Sur toutes les autres dents perforées de notre corpus, aucun stigmate pouvant être rapporté à l’extraction n’est visible22. Ces stigmates ont pu être effacés lors du façonnage des dents qui ont été amincies (n = 19) ou appointées (n = 28). En revanche, cela ne peut être le cas des autres pour lesquelles la seule intervention technique est la mise en place de la ou des perforation(s). Plusieurs hypothèses peuvent expliquer l’absence de traces de boucherie.

‐ Le prélèvement des dents a pu se faire sur des mâchoires en cours de décomposition, dépourvues en partie ou en intégralité de leurs substances molles. Nous avons testé expérimentalement cette hypothèse en laissant des mâchoires de cheval se décomposer à l’air libre et en terre. Après quelques semaines, les dents se déchaussaient facilement des alvéoles dentaires. Les mâchoires des animaux chassés ont pu être ramenées sur le site afin que le phénomène de décomposition puisse s’effectuer, ou alors les dents ont été récupérées sur des animaux morts depuis longtemps.

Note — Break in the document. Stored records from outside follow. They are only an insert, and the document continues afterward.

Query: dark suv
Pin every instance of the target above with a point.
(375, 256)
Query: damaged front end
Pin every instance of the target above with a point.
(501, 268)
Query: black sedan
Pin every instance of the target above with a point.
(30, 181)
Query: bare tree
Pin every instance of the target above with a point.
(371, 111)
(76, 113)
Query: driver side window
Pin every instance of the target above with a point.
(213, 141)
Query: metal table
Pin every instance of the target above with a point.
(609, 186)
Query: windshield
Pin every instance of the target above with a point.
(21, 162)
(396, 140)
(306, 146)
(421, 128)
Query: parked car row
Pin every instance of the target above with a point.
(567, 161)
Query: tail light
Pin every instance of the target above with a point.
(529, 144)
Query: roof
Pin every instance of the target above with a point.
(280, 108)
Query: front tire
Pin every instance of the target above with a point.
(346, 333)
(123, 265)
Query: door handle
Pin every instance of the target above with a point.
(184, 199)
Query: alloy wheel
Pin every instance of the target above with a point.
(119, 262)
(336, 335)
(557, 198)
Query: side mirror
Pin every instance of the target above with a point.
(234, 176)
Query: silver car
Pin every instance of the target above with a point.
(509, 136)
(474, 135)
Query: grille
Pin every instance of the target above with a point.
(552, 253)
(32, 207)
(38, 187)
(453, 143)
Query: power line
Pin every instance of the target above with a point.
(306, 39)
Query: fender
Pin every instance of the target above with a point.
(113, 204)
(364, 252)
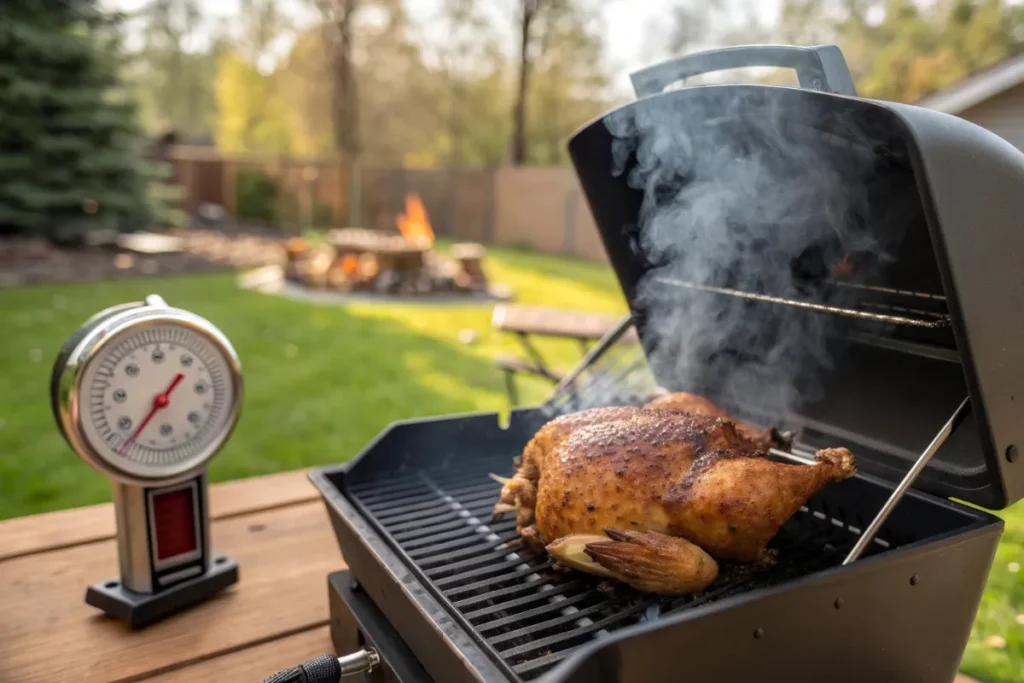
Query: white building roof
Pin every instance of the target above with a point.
(977, 87)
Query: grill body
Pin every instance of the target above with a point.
(412, 516)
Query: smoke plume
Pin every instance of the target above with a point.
(743, 193)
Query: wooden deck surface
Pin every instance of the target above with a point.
(274, 616)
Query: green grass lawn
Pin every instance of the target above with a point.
(322, 381)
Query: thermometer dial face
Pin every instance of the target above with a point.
(147, 393)
(155, 399)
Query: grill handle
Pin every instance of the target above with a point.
(329, 669)
(818, 68)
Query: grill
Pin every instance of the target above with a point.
(919, 370)
(525, 615)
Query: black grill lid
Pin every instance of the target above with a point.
(851, 268)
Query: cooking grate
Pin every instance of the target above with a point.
(528, 615)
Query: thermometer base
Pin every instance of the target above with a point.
(139, 609)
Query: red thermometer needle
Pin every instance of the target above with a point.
(160, 400)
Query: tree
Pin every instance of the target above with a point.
(903, 50)
(541, 30)
(338, 22)
(68, 128)
(569, 82)
(173, 75)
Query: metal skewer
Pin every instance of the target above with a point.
(868, 534)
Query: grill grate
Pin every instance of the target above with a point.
(525, 613)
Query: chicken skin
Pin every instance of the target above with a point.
(682, 401)
(671, 491)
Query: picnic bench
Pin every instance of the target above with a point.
(529, 322)
(275, 616)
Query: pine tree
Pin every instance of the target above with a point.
(68, 128)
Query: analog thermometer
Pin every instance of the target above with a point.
(147, 394)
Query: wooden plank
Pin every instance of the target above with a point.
(48, 633)
(24, 536)
(552, 322)
(255, 664)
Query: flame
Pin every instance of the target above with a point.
(414, 224)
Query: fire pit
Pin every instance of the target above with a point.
(378, 264)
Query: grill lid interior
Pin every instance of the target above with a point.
(781, 253)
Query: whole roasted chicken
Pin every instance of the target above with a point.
(653, 496)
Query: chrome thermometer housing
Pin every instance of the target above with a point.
(146, 394)
(109, 374)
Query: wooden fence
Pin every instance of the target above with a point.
(541, 208)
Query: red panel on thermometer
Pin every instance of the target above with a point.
(175, 522)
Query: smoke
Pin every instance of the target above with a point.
(742, 191)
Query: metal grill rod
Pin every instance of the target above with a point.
(848, 312)
(479, 527)
(918, 468)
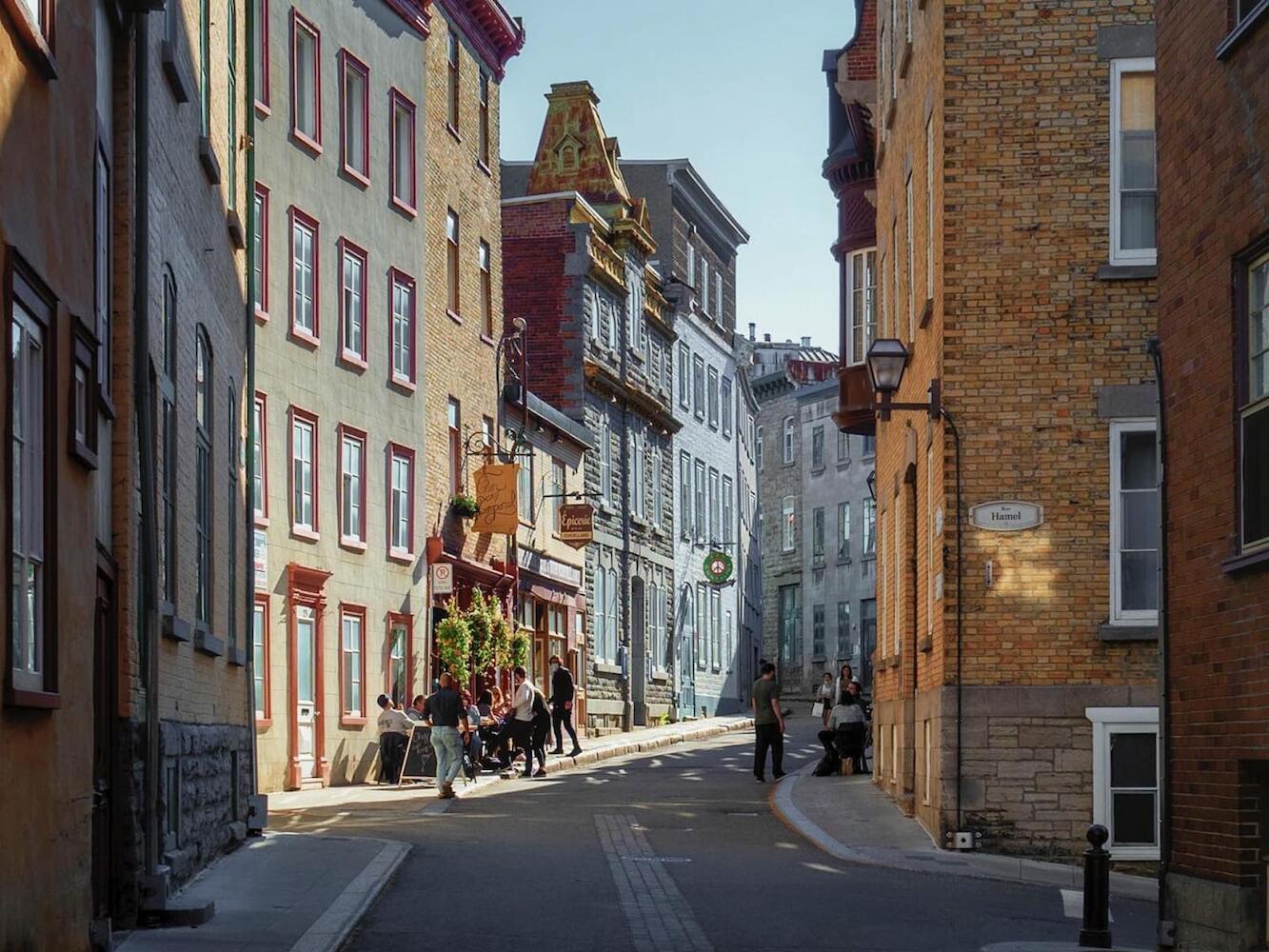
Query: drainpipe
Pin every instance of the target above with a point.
(141, 399)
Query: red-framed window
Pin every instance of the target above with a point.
(353, 447)
(260, 451)
(263, 99)
(401, 158)
(401, 320)
(351, 664)
(400, 658)
(305, 474)
(353, 281)
(305, 82)
(260, 253)
(305, 288)
(354, 117)
(262, 684)
(400, 502)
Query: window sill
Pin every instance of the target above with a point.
(206, 643)
(1242, 30)
(37, 700)
(1127, 272)
(174, 72)
(207, 159)
(1250, 562)
(1127, 632)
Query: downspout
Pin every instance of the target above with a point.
(145, 438)
(1157, 356)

‐ Une manière plus rapide de se débarrasser des substances molles est de faire bouillir les mâchoires. Nous avons également testé cette hypothèse. Nous avons constaté que lors de l’ébullition, la structure de l’os était altérée et que les alvéoles dentaires se rétractaient autour de la dent. Si cette méthode s’avère efficace pour les dents dont les racines sont faiblement enchâssées dans les alvéoles dentaires (incisives et canines de bouquetin, de boviné, craches de cerf), elle se révèle

infructueuse pour celles dont les racines sont totalement prises dans les mâchoires (incisives de cheval, canines de carnivore).

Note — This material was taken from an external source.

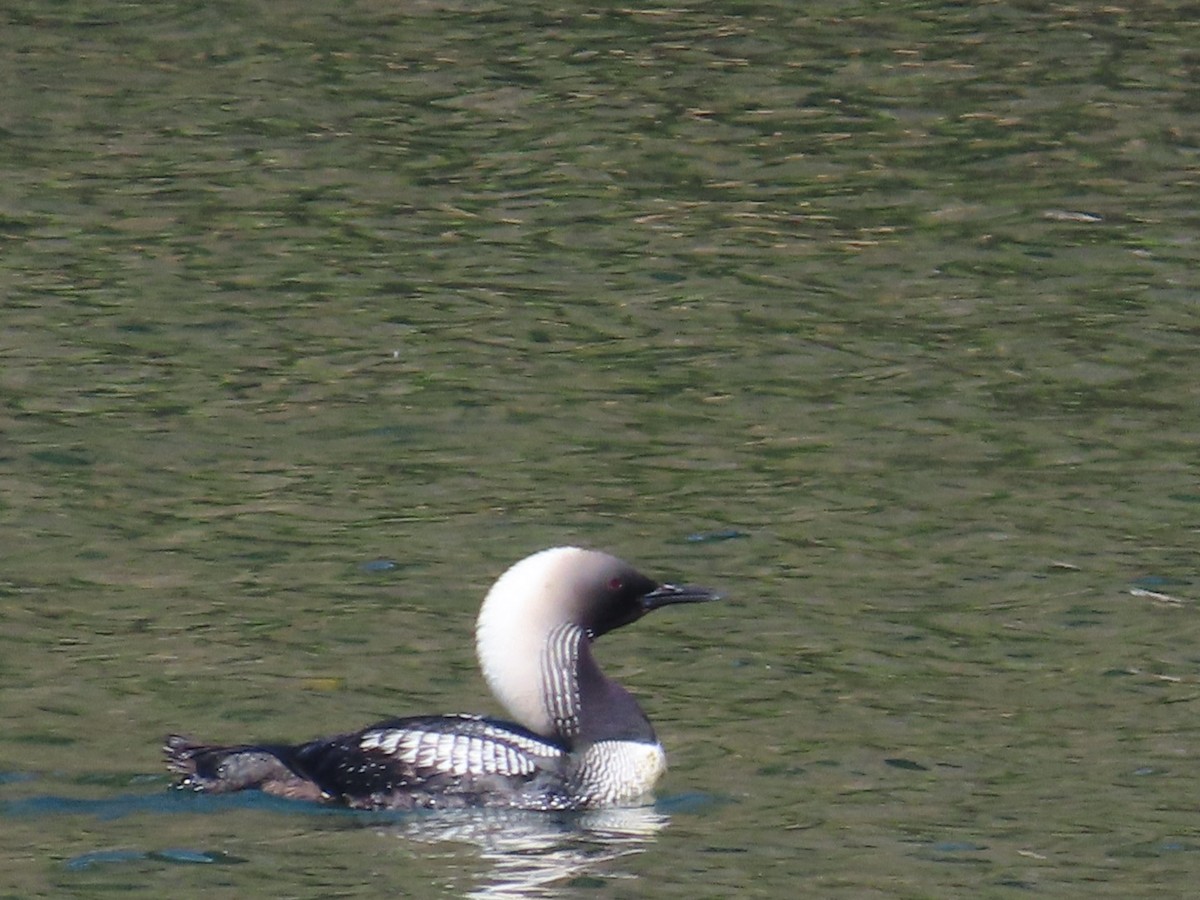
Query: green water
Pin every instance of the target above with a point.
(893, 306)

‐ Les Magdaléniens ont également pu employer des techniques d’extraction qui ne laissent pas ou peu de traces sur la dent. M. Vanhaeren a constaté que les craches de cerf peuvent être aisément détachées du maxillaire de l’animal en « faisant levier avec une lame insérée dans l’alvéole » ou « en donnant un coup sur la couronne de la dent » (Vanhaeren, 2002, p. 32). Là encore cette hypothèse est recevable pour les craches de cerf mais ne s’applique pas aux dents dont les racines sont plus profondément enchâssées dans les mâchoires.

‐ Enfin, les Magdaléniens ont pu briser des mâchoires encore pourvues de leurs substances molles par percussion directe sans endommager les dents. R. de Saint- Périer mentionne d’ailleurs qu’un « grand nombre de mandibules [de renne] sont toujours brisées de la même manière, à quelques centimètres au-dessous de l’arcade dentaire » (Saint-Périer, 1930, p. 21). Pour les autres espèces, il parle à plusieurs reprises de maxillaires et de mandibules « fragmentés », sans préciser si ces fractures sont anthropiques ou post-dépositionnelles (Saint-Périer, 1930, p. 21 ; Saint-Périer, 1936, p. 13). Les mandibules étant particulièrement riches en moelle osseuse, elles ont pu être brisées dans un but alimentaire. Dans ce cas, la récupération des dents n’était pas l’objectif de cette opération et a été réalisée en amont, de manière opportuniste.

 Les données fauniques dont on dispose mettent en évidence deux modalités d’acquisition différentes pour les dents animales perforées : la chasse et la collecte. L’extrême rareté des stigmates d’extraction témoigne de l’emploi de techniques qui ont pour objectif de préserver les supports.